In a nutshell, my error, I think, was this: I had turned the proper priority of Scripture and experience upside-down. Rather than take the teaching of Scriptures as a whole--rightly dividing the Word of truth--and evaluating my experiences in that light, I had used Scripture as a source of prooftexts, often taken grossly out of their context, as validation for my experiences. Thus, I put aside the charts and maps of Scripture and instead allowed the winds and waves of experience to pilot my ship of faith. Rather than subjecting experience to Scripture, I did the reverse: I used Scripture to validate my experience. Instead of practicing sound Biblical exegesis, I had practiced eisegesis: reading whatever I wanted to see into the Scripture.
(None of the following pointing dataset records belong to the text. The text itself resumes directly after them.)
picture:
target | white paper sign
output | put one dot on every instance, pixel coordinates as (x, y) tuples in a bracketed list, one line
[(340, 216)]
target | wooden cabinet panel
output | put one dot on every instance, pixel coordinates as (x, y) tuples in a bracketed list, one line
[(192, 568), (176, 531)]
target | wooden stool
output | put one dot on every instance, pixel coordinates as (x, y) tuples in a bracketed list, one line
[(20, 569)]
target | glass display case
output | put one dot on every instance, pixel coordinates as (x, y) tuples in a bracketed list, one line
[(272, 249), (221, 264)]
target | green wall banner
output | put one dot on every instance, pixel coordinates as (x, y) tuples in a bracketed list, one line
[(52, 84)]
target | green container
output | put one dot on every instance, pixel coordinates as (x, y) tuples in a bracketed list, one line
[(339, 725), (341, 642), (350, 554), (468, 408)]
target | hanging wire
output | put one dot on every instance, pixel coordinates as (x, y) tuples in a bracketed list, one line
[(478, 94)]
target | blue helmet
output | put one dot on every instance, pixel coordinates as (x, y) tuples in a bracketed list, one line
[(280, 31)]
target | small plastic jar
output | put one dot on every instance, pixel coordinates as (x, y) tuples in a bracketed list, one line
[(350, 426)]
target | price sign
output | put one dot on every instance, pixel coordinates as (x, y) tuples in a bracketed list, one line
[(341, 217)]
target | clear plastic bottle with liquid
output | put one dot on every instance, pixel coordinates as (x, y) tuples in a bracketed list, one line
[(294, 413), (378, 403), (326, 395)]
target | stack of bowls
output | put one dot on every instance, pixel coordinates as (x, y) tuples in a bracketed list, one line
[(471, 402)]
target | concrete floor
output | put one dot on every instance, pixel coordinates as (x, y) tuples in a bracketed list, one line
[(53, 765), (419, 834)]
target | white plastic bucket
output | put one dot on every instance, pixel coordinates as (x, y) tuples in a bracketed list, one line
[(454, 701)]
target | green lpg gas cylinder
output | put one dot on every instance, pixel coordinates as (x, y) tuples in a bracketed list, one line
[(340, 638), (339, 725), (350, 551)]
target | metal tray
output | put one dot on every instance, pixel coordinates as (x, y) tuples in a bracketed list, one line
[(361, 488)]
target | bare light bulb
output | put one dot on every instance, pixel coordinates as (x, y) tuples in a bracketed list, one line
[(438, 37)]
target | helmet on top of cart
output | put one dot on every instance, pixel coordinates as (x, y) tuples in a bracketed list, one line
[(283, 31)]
In so doing, I managed to twist the Christian faith into a shadow of the real thing. For me, the gifts of the Holy Spirit, not the atonement of Jesus Christ, was the center of my faith life. Rather than cultivate spiritual fruit, I pursued greater gifts. Rather than lay up treasure in heaven, I heaped up treasure on earth. The Name of Jesus--the Name above every name--became an incantation with which I bound and rebuked devils and demons. Rather than seek after a greater knowledge of the Scriptures, I ran from one church meeting to another in search of more extraordinary experiences. Such was, sad to say, the fruit of my powerful encounter with the "Holy Spirit."
Such is my testimony. I have no hesitation in sharing it, primarily that God might be glorified as I speak of the great deliverance He granted me in the end, but also as a warning to others who might be tempted to go down the same path that has caused me such misery. However, as I meet folks who are where I was at twenty years ago--excited over the extraordinary spiritual experiences they've had--I find that they, like me, are so enraptured with the apparent joy, peace, and excitement of the experience that they cannot imagine how such a wonderful experience could ever lead to such a miserable end. In my case, Word of Faith doctrine played a major role in leading me astray, so some will attribute that teaching as the key source of my negative experience with charismaticism, but yet it cannot take all the blame: I had my most extraordinary experiences well before I ever heard of the Word of Faith teachings.
In my experience, practically everyone who loves their special experiences will end up disregarding stories such as mine. Although they will often express true, unfeigned sympathy for how my charismatic experience worked out for me, they are confident that their experience will bear better fruit. They have their experience, just as I once had mine, and that is the argument that I cannot answer.